D’où, l’importance que la numérisation doit occuper de façon préférentielle dans notre système éducatif. Et c’est ça qui nous a guidé à lancer un projet qui est en cours maintenant «Université sans les murs», piloté avec l’ambassade de France, et qui vise à interconnecter toutes les universités.
Cela fait partie d’un objectif de la feuille de route gouvernementale et à l’horizon 2025, 90% des universités, des structures d’enseignement supérieur devraient être interconnectées, élargies au secteur privé.
Ce projet est déjà lancé et nous sommes, aujourd’hui, quasiment à 80% de l’atteinte de cet objectif. Cela va permettre de dérouler des cours à distance, sur le plan pédagogique, de former des enseignants qui puissent répondre à cette thématique nouvelle et permettre de désengorger les universités. Parce qu’on a beau créer de nouvelles universités, elles ne seront jamais suffisantes pour recevoir le grand nombre d’étudiants qui viennent frapper aux portes des universités.
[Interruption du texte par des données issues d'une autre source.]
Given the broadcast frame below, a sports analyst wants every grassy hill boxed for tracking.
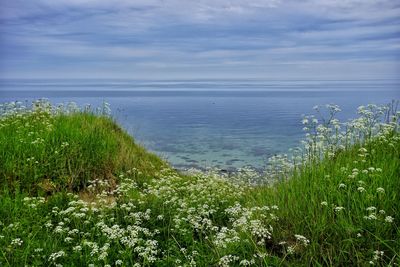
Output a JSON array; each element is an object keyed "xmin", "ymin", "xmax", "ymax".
[{"xmin": 0, "ymin": 101, "xmax": 400, "ymax": 266}]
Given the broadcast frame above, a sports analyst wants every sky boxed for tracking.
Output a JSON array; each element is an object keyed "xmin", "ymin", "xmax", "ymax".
[{"xmin": 0, "ymin": 0, "xmax": 400, "ymax": 80}]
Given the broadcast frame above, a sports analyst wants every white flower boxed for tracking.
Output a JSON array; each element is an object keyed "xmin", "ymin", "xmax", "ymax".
[
  {"xmin": 366, "ymin": 206, "xmax": 376, "ymax": 211},
  {"xmin": 335, "ymin": 207, "xmax": 344, "ymax": 212},
  {"xmin": 11, "ymin": 238, "xmax": 24, "ymax": 246},
  {"xmin": 294, "ymin": 235, "xmax": 310, "ymax": 247},
  {"xmin": 364, "ymin": 214, "xmax": 377, "ymax": 221},
  {"xmin": 357, "ymin": 186, "xmax": 365, "ymax": 193},
  {"xmin": 385, "ymin": 216, "xmax": 394, "ymax": 223}
]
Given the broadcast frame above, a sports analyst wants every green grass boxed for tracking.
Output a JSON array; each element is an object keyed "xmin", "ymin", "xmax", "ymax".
[
  {"xmin": 0, "ymin": 107, "xmax": 165, "ymax": 193},
  {"xmin": 0, "ymin": 103, "xmax": 400, "ymax": 266}
]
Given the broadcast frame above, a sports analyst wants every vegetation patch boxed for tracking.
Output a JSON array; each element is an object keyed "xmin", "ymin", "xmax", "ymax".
[{"xmin": 0, "ymin": 101, "xmax": 400, "ymax": 266}]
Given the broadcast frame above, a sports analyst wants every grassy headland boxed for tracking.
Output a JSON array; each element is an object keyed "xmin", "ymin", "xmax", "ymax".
[{"xmin": 0, "ymin": 102, "xmax": 400, "ymax": 266}]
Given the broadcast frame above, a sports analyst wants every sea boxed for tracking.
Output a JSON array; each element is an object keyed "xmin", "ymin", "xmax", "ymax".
[{"xmin": 0, "ymin": 79, "xmax": 400, "ymax": 170}]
Arrimer, aujourd’hui, la qualité de l’enseignement avec la notion nouvelle qui est la numérisation, ça nous permettra de réaliser aisément les formations hybrides, mi présentielle mi à distance, pour dérouler les enseignements et délivrer des diplômes compétitifs.
C’est ça le grand objectif, c’est enseigner autrement, évaluer autrement, amener les étudiants à comprendre qu’en se formant bien, ils bâtissent eux-mêmes leur plan de carrière, leur avenir.
C’est cet accompagnement que nous faisons. Finie l’époque où l’enseignant était l’homme qui était perçu comme le grand maître, mais aujourd’hui, le principe du LMD, c’est l’enseignant au service de l’étudiant, l’enseignant au service de la communauté et que les universités jouent aussi leur rôle au service de la communauté.